There are a variety of ways to dispose of the ashes of the deceased.
Ashes can be placed in an urn. Cremation urns vary in styles and materials and can be purchased from funeral homes or funeral merchandise retailers. You may want to consider a biodegradable urn if you plan to scatter or bury the cremated ashes at a later date.
A columbarium contains niches or designated bays to store cremated ashes. An urn or other container holding the ashes is placed in the niche. A niche may be on either the inside or the outside of the columbarium, and ranges in price depending on size and location. The cemetery may charge additional fees for endowment care, a flower vase or a nameplate.

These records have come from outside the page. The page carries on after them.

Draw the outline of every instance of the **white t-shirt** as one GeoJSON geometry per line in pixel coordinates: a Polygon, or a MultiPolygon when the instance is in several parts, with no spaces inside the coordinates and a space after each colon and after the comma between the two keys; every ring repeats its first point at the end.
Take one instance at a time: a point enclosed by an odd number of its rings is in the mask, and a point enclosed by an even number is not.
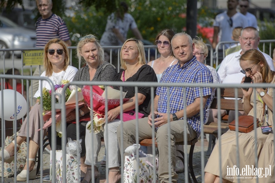
{"type": "MultiPolygon", "coordinates": [[[[76,68],[69,65],[67,68],[67,69],[64,71],[62,71],[58,73],[53,72],[53,74],[49,78],[53,82],[54,85],[61,84],[61,80],[68,80],[70,81],[72,81],[75,75],[75,73],[77,71],[78,69],[76,68]]],[[[43,72],[40,76],[46,77],[46,71],[43,72]]],[[[42,80],[39,81],[39,87],[38,87],[38,90],[36,92],[34,96],[34,97],[37,98],[40,96],[41,93],[41,85],[42,84],[42,89],[45,87],[48,90],[51,90],[52,88],[51,85],[48,81],[46,80],[42,80]],[[41,83],[41,81],[42,83],[41,83]]]]}
{"type": "MultiPolygon", "coordinates": [[[[240,49],[229,54],[225,57],[221,63],[217,72],[223,84],[240,83],[243,77],[245,76],[240,71],[242,68],[240,65],[239,59],[241,51],[242,50],[240,49]]],[[[270,69],[275,71],[271,58],[267,54],[262,53],[266,58],[270,69]]]]}
{"type": "MultiPolygon", "coordinates": [[[[230,17],[226,13],[226,11],[220,13],[216,16],[213,27],[218,27],[220,29],[218,34],[218,40],[221,41],[233,41],[232,39],[232,31],[235,27],[241,27],[244,28],[248,26],[247,18],[243,14],[237,12],[231,17],[232,20],[232,26],[229,24],[230,17]]],[[[229,44],[226,44],[225,48],[227,48],[229,44]]]]}
{"type": "Polygon", "coordinates": [[[256,18],[255,15],[249,12],[247,12],[246,14],[244,16],[245,16],[248,20],[248,26],[253,27],[257,28],[257,27],[258,26],[257,19],[256,18]]]}
{"type": "MultiPolygon", "coordinates": [[[[217,73],[216,69],[210,66],[207,65],[206,67],[209,69],[211,74],[212,74],[212,77],[213,77],[213,83],[220,84],[221,82],[221,79],[219,76],[218,74],[217,73]]],[[[212,102],[213,101],[213,99],[215,97],[215,94],[216,93],[216,90],[217,89],[216,88],[213,88],[212,89],[212,91],[211,92],[211,96],[210,96],[210,102],[209,102],[207,106],[207,108],[206,109],[206,113],[205,114],[205,120],[204,120],[204,124],[207,123],[208,122],[208,119],[209,118],[209,113],[210,112],[210,107],[211,104],[212,104],[212,102]]]]}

Many cemeteries have facilities for burying cremated remains, such as an urn garden. Where permitted, the cremated remains may also be buried in a family grave or other location.
Scattering on Land
New Jersey will permit ashes to be scattered on private property, with the permission of the property owner, or on public property, with the approval of the state, county or local agency in charge of the property. This includes publicly- and privately-owned lakes, rivers and streams. National and state parks have permit requirements and location limitations. Always check before scattering ashes to make sure you are compliant with the laws of the state or municipality.
Scattering at Sea
Federal law requires that ashes be scattered at least three nautical miles off shore. Anyone who owns a boat can scatter ashes provided they file a burial/scattering at sea notification form with the Environmental Protection Agency within 30 days of the scattering. The form is available at www.epa.gov. You may want to ask your funeral director about a water-soluble urn which floats for a few minutes before sinking.
Scattering from the Air
The Federal Aviation Administration (FAA) does not prohibit ashes from being scattered from airplanes and other airborne devices as long as the procedure does not present a hazard to persons or property.
Sharing with Others
You may place small portions of the ashes in jewelry, miniature urns or other keepsake memorials specifically created for this purpose and present them to relatives and close friends.
As with all other considerations, be sure to consult with your funeral director to understand all the options available to you.